Отсутствие Антропыча продолжалось уже очень долго. Прошло почти два часа, а ни его, ни князя Барятинского ещё не было.
– Как бы нас старый хрыч не надул! – молвил Сенька, нетерпеливо расхаживая из угла в угол избёнки и прислушиваясь. Но его чуткое ухо не могло уловить ничего, кроме воя разбушевавшегося ветра, с жалобным визгом залетавшего в трубу.
– Ну, вряд ли надует, – отозвался Митяй.
– Ещё как надует-то!
– Да ему без нас не управиться.
– Известно, не управиться! – отозвалась Аниська. – Ишь, он какой дохлый! Коли князёк-то молодой, так он его так кокнет, что от Антропыча-то, пожалуй, мокренько останется!
– Ну ты, баба, – пренебрежительно крикнул Сенька, – чего не в своё дело встреваешь! Да и чего вы здесь путаетесь-то? Митяй, вели-ка им идти дрыхнуть!
Митяй
– Ступайте! – сказал он.
– Да мы ничего, Митрий Степаныч! – воскликнула баба постарше, – мы вам не помешаем. Нам только князька поглядеть хотца.
– Сказано, дрыхнуть ступай, – ну и иди! – сурово заметил Митяй. – Нечего околачиваться-то!
И он кинул на баб сердитый взгляд.
Аниська хотела было заговорить, но её сотоварка одёрнула её, и они торопливо ушли за печку. А через минуту оттуда послышался сдержанный шёпот и хихиканье.
Сенька подошёл к окну, спустил оконницу и высунул голову наружу. Резкий порыв ветра ворвался в окно и так колыхнул пламя лучины, что она чуть не потухла, а по полу бешено запрыгали тени, то вытягиваясь до потолка, то сжимаясь.
– Ничего не слыхать, – сказал Сенька, отходя от окна.
– Погодь малость! – заметил Митяй. – Чай, сейчас и пожалуют.
– Здесь прикончим? – спросил Сенька.
– Зачем здесь – в роще прикончим…
В это время резкий собачий лай донёсся со двора.
– Антропыч! – крикнул Сенька и бросился опрометью в дверь.
Митяй тоже поднялся с лавки и в выжидательной позе встал у стола.
Прошло несколько минут. Дверь отворилась, и в горницу, в сопровождении Антропыча, вошёл князь Барятинский.
– Пожалуйте, ваше сиятельство, – говорил Антропыч, – вот здесь господин Сенявин пребывание иметь изволят. Пожалуйте, входите, да на порожке-то, глядите, не оступитесь!
Барятинский сделал ещё шаг и, с удивлением глядя на невзрачную обстановку, окружавшую его, и на зверское лицо Митяя, стоявшего у стола, как раз против него, торопливо спросил:
– А где же Сенявин?
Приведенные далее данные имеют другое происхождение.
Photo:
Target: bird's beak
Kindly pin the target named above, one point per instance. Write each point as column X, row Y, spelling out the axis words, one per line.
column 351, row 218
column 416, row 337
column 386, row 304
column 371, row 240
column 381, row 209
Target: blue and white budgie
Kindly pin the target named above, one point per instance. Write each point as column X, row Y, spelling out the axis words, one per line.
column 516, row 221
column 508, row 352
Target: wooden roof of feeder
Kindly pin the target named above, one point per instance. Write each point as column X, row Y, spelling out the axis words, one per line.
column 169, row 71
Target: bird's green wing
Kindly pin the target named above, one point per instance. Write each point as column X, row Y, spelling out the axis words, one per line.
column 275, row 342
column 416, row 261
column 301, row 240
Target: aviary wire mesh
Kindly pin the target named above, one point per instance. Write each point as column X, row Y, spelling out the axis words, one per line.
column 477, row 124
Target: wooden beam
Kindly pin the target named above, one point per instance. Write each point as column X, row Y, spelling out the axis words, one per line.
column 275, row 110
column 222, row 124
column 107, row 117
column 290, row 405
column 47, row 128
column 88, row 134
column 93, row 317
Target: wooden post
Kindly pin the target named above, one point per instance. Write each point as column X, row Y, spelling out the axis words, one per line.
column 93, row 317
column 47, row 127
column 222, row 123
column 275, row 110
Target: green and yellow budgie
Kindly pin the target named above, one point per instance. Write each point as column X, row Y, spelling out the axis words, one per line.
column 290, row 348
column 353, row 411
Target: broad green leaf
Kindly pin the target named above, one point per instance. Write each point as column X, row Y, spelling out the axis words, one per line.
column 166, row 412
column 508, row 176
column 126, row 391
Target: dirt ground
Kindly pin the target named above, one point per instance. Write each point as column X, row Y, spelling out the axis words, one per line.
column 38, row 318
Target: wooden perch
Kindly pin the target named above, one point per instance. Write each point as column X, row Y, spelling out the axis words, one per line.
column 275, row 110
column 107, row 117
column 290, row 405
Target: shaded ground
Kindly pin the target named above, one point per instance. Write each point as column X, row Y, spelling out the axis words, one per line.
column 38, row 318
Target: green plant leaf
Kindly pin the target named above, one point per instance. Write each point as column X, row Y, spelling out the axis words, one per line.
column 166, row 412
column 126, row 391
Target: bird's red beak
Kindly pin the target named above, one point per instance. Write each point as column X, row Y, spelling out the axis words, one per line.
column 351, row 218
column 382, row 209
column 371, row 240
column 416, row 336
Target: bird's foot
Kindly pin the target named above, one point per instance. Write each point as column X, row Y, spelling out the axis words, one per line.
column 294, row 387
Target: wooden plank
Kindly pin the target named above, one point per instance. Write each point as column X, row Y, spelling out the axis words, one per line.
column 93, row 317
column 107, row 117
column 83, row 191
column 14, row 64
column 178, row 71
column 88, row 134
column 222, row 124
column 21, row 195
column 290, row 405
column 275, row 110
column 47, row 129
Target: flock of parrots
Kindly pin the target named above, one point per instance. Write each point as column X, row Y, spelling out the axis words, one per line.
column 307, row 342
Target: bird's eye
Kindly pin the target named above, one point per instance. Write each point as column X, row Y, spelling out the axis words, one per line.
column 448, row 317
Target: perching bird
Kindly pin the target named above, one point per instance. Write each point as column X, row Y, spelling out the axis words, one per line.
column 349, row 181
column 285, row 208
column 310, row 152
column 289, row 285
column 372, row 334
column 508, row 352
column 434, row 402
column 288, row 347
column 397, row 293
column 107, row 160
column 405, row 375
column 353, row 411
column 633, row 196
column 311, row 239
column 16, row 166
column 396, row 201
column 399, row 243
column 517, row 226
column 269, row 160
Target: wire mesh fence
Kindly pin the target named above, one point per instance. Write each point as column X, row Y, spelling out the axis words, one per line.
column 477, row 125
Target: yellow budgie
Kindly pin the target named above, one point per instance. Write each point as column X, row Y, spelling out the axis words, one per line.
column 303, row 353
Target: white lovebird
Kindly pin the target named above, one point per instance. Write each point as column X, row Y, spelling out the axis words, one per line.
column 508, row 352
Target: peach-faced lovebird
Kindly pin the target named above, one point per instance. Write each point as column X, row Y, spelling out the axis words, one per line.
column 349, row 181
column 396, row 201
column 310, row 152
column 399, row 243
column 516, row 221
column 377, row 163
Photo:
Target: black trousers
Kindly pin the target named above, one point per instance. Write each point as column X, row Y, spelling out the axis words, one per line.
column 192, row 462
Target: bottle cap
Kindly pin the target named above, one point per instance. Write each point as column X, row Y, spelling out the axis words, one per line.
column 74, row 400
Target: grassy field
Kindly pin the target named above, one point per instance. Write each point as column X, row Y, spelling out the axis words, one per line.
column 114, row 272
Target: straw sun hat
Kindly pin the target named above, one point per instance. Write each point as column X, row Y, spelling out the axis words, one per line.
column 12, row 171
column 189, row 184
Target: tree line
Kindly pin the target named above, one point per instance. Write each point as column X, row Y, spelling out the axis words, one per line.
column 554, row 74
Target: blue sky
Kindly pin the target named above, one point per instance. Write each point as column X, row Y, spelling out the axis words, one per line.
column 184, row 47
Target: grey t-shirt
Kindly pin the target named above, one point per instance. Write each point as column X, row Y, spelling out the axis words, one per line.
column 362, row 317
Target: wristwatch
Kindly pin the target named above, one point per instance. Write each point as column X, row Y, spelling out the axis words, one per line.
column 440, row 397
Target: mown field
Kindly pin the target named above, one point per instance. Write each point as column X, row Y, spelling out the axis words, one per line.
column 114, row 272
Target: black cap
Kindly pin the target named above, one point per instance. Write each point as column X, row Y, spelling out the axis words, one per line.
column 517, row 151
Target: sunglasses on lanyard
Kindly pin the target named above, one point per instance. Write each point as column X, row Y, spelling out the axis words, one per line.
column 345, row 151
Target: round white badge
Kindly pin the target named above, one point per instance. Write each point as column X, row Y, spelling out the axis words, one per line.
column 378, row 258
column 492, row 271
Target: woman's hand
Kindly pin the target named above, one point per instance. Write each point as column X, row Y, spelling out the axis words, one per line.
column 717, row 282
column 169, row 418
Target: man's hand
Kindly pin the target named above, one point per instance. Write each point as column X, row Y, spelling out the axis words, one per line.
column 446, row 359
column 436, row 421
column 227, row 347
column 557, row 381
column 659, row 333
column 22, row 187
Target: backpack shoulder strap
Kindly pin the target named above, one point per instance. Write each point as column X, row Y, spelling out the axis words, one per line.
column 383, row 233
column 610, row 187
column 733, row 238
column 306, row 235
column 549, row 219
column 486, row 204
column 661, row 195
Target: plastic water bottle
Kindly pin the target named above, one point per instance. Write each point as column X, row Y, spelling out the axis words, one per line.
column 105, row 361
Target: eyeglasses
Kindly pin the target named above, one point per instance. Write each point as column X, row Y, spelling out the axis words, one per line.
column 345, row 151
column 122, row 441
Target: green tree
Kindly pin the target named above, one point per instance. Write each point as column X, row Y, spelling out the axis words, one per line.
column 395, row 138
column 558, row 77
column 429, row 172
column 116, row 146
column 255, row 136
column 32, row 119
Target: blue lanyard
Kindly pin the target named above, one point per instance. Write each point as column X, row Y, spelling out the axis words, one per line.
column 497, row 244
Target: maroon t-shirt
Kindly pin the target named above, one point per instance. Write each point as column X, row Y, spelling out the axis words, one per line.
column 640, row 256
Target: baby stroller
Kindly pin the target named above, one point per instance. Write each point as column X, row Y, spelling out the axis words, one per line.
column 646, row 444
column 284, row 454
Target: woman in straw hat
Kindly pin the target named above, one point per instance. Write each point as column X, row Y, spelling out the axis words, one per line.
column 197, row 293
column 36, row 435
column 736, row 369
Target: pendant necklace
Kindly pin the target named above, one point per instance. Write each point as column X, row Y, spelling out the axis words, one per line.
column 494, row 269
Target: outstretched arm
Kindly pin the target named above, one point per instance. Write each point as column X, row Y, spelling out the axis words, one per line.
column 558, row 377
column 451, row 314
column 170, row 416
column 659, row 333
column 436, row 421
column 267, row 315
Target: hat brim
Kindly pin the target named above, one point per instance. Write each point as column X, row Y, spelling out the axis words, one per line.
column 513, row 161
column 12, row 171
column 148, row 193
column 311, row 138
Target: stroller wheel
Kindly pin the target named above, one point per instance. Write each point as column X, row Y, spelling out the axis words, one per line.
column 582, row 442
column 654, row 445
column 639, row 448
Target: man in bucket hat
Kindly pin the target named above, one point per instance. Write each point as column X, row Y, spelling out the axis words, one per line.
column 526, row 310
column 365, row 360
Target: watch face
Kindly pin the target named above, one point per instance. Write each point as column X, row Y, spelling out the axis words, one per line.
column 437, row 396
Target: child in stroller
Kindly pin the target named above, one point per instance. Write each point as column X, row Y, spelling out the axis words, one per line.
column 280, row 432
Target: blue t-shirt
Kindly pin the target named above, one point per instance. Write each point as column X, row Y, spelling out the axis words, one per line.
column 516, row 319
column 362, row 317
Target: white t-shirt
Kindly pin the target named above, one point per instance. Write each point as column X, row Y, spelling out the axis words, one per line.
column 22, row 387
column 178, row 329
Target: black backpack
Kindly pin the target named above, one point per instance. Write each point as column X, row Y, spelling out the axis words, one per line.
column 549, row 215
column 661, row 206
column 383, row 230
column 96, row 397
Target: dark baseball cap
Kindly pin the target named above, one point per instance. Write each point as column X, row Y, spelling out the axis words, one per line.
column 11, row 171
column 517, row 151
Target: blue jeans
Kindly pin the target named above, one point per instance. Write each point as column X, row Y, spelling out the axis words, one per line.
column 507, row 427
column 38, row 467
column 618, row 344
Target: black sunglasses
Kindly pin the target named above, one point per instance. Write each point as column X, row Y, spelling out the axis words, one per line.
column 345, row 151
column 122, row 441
Что же я его здесь не вижу?
Но ответа ему не пришлось дождаться. Подкравшийся сзади Сенька изо всех сил ударил его дубиной по голове, и Василий Матвеевич, даже не вскрикнув, как сноп, рухнул на пол.
Глава XII
В СЕТЯХ ЛЮБВИ
Но куда же девался Сенявин?
А дело было очень просто. С Александром Ивановичем Сенявиным случилась очень обыкновенная история, до которой, перебирая мотивы его исчезновения, никак не могли додуматься ни Барятинский, ни Вельяминов. Он полюбил.
Любовь пришла к молодому гвардейцу совершенно внезапно, налетев на его ещё не затронутое бурным дыханием страсти сердце, как налетает ветер на тихую, спокойную гладь сонного озера, мирно дремлющего в поросших ивняком и тальником берегах. И как ветер, пронёсшись, рябит воду и бросает её пенистыми волнами на береговой песок, – так и страсть, охватившая его, всколыхнула мирно дремавшее сердце Сенявина и заставила его биться с небывалою силой.
За месяц до своего внезапного исчезновения Александр Иванович, объезжая лошадь, заехал до Троекурова и уже хотел вернуться назад, когда случайно обратил внимание на то, что лошадь потеряла подкову на передней ноге. Приходилось сделать одно из двух: или поискать на селе какого-нибудь кузнеца, или отправиться пешком, ведя лошадь в поводу, но последнее совсем не улыбалось Сенявину, так как от продолжительной езды он чувствовал себя положительно разбитым и поэтому решился поискать какого-нибудь мужичка, который сможет подковать его аргамака.